Autographa californica multiple nucleopolyhedrovirus (AcMNPV), which is one of the members of Alphabaculovirus, is the first baculovirus to have its genome completely sequenced and is currently the most extensively studied baculovirus. ac24, a unique gene in the genus Alphabaculovirus (Miele et al., 2011; Rohrmann, 2013), encodes a 19.2-kDa protein kinase-interacting protein (PKIP) that stimulates the activity of PK1, a virus-encoded serine/threonine kinase, in vitro (Fan et al., 1998). A previous study showed that an AcMNPV temperature-sensitive (ts) mutant with a mutation in pkip displayed several properties at nonpermissive temperature, including a significant decrease in progeny BV production and a defect in very late gene transcription (McLachlin et al., 1998), however, the underlying mechanism has not been determined.

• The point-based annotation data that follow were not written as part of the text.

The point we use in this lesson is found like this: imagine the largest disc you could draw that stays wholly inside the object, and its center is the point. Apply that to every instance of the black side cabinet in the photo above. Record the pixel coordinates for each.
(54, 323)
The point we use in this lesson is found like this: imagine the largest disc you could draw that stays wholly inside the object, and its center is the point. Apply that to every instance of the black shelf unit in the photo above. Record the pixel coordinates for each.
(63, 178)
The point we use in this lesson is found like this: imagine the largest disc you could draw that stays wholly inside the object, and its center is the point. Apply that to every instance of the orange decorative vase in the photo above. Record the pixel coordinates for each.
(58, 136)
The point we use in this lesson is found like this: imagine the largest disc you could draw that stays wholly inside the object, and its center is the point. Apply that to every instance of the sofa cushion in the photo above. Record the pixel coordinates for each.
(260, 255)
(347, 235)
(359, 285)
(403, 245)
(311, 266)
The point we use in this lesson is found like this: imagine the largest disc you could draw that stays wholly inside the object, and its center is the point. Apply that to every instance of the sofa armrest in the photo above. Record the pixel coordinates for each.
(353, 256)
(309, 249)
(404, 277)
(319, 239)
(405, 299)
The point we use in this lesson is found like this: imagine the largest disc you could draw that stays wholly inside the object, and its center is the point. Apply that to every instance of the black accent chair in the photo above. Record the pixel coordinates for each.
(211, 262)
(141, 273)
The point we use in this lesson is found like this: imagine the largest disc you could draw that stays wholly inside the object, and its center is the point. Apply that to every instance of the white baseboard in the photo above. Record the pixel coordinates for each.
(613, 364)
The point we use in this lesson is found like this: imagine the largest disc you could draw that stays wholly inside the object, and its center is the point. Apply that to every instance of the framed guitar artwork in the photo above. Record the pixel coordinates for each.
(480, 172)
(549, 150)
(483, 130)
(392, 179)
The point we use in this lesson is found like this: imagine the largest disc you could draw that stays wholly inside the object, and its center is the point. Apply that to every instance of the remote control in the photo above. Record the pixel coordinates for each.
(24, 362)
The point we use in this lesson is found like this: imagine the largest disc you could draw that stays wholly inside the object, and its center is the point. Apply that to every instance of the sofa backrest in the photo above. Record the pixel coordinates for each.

In the present study, a pkip-knockout AcMNPV bacmid was constructed and the effects of pkip deletion on infectious BV production and virion morphogenesis were monitored. The results showed that pkip was not an essential gene for virus replication, but deletion of this gene significantly decreased infectious BV production, which are consistent with the study of the pkip-ts mutant (McLachlin et al., 1998). Viral DNA replication and transcription of early and late viral genes were not affected by deletion of pkip, but transmission electron microscopy analysis showed that the nucleocapsid assembly within the virus-infected cells was impaired by producing massive electron-lucent tubular structures along with normal nucleocapsids upon pkip deletion. Further experiments revealed that PKIP was a late viral protein and localized in both the nucleus and the cytoplasm of the viruses-infected cells, with a ring pattern near the inner nuclear membrane and punctate distribution in the virogenic stroma (VS) area, and is associated with the nucleocapsid fraction of BV in a fractionation experiment.